Great story on the Herald.com site by Ileana Ros-Lehtinen. Here is another sensible Hispanic voice speaking out on border security. Read it here.


www.house.gov/ros-lehtinen

As the brutal attacks of 9/11 taught us, terrorist activity anywhere in the world is a threat to all of us, and any such activity that goes unaddressed is an invitation for terrorists to strike. In the case of Latin America, where financing and money laundering are the main activities of Islamic terrorists, the threat has long operated under the radar. But indicators of a growing problem have been evident for at least a decade.

The 1992 bombing of the Israeli Embassy and the 1994 bombing of the AMIA Jewish Community Center in Argentina signaled the presence of the radicalism and the violence that have haunted the Middle East for decades. They also clearly illustrated that terrorist groups such as Hezbollah are ready, willing and able to carry out attacks in our hemisphere and possess the capabilities to undertake efforts against the United States.

In the aftermath of the AMIA bombings, Hezbollah has continued to maintain networks in the tri-border area of Paraguay, Brazil and Argentina engaged in activities that have primarily focused on recruitment and fundraising. An estimated $6 billion per year in illegal funds are being laundered in Ciudad del Este alone. It is reported that various investigations had shed light on Hezbollah sympathizers and financiers and their additional activities in Iquique, Chile; Maicao, Colombia; on Margarita Island off the coast of Venezuela; and in Colon, Panama.

Though its presence in Latin America is smaller, Hamas shares the regional priority of fundraising. Likewise, the Egyptian Islamic Group maintains a presence in Latin America of experienced members of the group, with several members having been arrested in Brazil, Uruguay and Colombia since 1998.

A number of recent reports have raised concerns of an increasing al Qaeda presence in the Western Hemisphere. Officials in both the United States and El Salvador confirmed earlier this year that Mara Salvatrucha, a violent gang with roots in the Salvadoran civil war and branches in several U.S. states, had met with al Qaeda.

Al Qaeda at the door

Reports from the summer of 2004 indicate that al Qaeda terrorist Adnan El Shukrijumah was apparently moving with ease between Panama, Nicaragua, Honduras and Mexico. More recently, Abu Musab al-Zarqawi has reportedly instructed his followers to travel to Brazil with the eventual goal of entering the United States through Mexico to carry out terrorist attacks. Thus, it would appear that al Qaeda has already established a foothold in our own backyard.

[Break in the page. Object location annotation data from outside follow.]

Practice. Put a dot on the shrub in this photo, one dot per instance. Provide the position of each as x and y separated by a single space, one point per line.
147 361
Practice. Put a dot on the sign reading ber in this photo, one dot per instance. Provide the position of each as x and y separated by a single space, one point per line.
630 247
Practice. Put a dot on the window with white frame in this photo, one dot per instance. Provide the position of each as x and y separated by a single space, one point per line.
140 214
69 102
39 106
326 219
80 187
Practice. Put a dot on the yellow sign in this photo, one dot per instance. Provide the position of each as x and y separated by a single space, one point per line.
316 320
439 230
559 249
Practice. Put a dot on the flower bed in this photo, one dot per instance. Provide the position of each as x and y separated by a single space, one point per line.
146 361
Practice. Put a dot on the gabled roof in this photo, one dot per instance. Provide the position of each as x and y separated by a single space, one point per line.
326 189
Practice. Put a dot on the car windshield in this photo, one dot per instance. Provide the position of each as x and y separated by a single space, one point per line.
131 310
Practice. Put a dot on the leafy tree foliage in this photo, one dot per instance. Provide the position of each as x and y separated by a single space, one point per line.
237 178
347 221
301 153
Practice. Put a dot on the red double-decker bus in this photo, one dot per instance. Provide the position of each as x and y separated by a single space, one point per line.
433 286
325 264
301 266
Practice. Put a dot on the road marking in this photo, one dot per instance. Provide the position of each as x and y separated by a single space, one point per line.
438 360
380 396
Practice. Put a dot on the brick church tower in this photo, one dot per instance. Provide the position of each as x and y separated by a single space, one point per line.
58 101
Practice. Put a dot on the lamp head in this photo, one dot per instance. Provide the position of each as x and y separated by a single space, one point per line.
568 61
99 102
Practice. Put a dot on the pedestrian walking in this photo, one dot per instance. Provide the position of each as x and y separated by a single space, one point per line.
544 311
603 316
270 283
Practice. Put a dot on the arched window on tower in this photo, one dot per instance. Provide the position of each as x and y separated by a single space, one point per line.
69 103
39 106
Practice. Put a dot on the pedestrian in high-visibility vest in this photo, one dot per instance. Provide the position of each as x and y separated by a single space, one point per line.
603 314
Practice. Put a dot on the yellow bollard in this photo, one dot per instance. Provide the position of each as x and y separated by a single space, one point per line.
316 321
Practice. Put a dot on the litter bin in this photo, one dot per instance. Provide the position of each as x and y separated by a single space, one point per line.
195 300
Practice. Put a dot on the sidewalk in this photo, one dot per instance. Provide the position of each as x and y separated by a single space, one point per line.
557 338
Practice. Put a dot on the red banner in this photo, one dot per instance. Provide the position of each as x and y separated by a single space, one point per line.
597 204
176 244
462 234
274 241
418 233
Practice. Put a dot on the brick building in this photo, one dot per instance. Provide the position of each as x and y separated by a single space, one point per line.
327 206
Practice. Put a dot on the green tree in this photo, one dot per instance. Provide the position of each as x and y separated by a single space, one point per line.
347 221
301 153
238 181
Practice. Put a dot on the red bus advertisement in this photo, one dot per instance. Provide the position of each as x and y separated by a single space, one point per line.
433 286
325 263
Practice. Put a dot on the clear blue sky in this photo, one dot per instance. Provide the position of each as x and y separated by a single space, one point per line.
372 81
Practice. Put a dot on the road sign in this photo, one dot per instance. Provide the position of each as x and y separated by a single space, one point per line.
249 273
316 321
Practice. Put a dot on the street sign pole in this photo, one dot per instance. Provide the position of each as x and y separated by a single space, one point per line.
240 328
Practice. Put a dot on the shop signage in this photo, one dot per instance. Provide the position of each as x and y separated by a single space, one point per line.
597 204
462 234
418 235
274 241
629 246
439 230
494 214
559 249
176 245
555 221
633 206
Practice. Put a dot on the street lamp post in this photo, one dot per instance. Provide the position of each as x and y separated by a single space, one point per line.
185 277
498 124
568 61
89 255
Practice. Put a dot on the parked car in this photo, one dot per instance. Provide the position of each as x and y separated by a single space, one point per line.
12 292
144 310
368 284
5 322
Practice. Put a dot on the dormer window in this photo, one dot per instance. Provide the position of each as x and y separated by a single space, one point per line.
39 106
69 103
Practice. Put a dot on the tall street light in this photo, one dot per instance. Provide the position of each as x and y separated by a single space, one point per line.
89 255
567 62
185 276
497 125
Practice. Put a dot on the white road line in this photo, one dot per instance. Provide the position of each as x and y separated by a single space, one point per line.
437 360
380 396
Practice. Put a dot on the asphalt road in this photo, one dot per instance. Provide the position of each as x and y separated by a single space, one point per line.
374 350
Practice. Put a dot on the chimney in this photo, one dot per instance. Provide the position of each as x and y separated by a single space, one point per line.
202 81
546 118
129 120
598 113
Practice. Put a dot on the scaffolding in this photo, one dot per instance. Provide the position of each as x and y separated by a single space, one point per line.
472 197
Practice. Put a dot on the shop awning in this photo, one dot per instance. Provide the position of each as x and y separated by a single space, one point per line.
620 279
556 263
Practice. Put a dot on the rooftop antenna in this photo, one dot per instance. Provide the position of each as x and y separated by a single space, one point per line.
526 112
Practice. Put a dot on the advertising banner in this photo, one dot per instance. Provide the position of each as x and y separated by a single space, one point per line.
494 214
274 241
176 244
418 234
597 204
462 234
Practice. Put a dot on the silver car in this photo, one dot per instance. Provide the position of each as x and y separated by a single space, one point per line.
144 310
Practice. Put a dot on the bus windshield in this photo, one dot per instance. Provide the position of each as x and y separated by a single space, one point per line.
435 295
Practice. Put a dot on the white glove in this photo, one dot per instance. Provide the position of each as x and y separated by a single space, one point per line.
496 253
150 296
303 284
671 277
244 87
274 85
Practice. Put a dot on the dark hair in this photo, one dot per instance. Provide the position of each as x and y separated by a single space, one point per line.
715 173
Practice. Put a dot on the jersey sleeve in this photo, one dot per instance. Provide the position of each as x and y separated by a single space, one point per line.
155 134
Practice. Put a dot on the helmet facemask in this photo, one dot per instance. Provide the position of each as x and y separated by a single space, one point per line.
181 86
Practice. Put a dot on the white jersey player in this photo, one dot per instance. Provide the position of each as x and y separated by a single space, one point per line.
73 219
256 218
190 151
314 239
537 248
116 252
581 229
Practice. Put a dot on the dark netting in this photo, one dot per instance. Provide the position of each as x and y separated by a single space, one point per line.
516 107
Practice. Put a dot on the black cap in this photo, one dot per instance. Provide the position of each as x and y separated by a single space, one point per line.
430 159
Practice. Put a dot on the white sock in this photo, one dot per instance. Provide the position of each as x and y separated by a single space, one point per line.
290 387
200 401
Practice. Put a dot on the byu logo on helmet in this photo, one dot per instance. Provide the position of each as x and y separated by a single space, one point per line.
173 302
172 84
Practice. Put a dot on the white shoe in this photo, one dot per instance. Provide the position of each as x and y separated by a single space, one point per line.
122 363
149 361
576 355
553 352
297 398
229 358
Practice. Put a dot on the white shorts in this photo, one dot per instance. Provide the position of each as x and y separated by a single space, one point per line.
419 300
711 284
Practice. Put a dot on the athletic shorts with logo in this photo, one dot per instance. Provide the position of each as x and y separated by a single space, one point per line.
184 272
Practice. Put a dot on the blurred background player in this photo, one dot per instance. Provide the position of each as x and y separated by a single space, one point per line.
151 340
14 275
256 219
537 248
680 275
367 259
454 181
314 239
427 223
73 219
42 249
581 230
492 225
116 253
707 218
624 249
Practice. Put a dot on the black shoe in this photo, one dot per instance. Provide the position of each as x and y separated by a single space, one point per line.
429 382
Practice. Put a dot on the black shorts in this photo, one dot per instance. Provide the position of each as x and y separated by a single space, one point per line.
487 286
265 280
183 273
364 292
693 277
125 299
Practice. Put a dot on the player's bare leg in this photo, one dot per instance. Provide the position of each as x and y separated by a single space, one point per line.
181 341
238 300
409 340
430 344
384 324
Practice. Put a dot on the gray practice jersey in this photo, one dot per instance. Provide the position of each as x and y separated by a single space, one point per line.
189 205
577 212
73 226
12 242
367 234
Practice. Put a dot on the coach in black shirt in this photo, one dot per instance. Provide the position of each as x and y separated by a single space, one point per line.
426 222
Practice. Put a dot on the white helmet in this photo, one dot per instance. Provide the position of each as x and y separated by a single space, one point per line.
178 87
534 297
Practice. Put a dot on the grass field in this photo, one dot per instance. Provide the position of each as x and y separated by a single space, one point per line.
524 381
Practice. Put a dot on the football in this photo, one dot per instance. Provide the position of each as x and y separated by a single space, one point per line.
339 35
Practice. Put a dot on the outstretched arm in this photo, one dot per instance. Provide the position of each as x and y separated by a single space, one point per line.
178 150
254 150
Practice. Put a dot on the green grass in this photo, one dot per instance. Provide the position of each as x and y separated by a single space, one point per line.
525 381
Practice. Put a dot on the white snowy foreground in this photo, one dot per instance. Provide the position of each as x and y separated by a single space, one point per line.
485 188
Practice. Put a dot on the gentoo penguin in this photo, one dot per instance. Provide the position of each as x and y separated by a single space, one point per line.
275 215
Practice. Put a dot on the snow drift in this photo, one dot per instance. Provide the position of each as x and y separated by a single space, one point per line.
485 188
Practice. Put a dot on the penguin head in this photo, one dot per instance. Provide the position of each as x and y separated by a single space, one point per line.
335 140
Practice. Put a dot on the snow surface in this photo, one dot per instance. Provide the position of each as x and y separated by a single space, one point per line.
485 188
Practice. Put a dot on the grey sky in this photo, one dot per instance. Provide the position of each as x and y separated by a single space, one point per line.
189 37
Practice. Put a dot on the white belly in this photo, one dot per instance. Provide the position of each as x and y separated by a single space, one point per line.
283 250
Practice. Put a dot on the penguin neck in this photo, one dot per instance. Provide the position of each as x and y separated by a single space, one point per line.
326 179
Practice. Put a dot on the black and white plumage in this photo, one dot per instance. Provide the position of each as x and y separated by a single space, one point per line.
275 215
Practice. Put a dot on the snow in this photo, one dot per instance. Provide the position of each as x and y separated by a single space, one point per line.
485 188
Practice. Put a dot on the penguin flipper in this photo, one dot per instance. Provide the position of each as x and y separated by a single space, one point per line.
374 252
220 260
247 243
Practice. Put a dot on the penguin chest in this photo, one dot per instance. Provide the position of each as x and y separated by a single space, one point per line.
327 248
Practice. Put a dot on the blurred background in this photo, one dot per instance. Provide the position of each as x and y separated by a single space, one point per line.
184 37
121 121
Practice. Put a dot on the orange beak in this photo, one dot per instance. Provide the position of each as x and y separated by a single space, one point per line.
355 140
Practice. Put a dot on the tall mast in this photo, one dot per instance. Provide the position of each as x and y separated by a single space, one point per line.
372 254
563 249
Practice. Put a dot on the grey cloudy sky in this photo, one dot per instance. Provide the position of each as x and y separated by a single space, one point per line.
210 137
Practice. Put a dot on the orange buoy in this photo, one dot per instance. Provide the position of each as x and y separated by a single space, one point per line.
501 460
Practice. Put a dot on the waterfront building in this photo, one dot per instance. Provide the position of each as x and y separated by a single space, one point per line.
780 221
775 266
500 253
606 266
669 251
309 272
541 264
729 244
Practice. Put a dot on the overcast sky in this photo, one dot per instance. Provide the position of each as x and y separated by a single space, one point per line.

There are further examples of the use of neighboring countries in the region as staging areas or transit points into the U.S. In 2002, two Lebanese men were convicted of financing Hezbollah with $2 million in illegal cigarette sales in the United States -- one of whom gained U.S. entry from Venezuela. Another, a Lebanese individual from Detroit, charged with supporting Hezbollah financially, was described by the U.S. Attorney in the case as a ``fighter, recruiter, and fundraiser.''

Terrorist sanctuaries

We must take immediate steps to address this growing problem in our sphere of influence before the threat escalates any further. Toward this end, I worked arduously with my House colleagues to develop legislative provisions in the 9/11 bill enacted last year regarding U.S. policy actions on current and emerging terrorist sanctuaries, as well as multilateral terrorism interdiction efforts.

As Machiavelli wrote: ''Political disorders can be quickly healed if they are seen well in advance; when, for lack of diagnosis, they are allowed to grow in such a way that everyone can recognize them, remedies are too late.'' The proliferation of Islamist terrorist networks in our own backyard poses an existential threat to the United States and to our neighbors. We cannot afford to wait.

U.S. Rep. Ileana Ros-Lehtinen, R-Miami, chairs the Subcommittee on the Middle East and Central Asia of the House Committee on International Relations.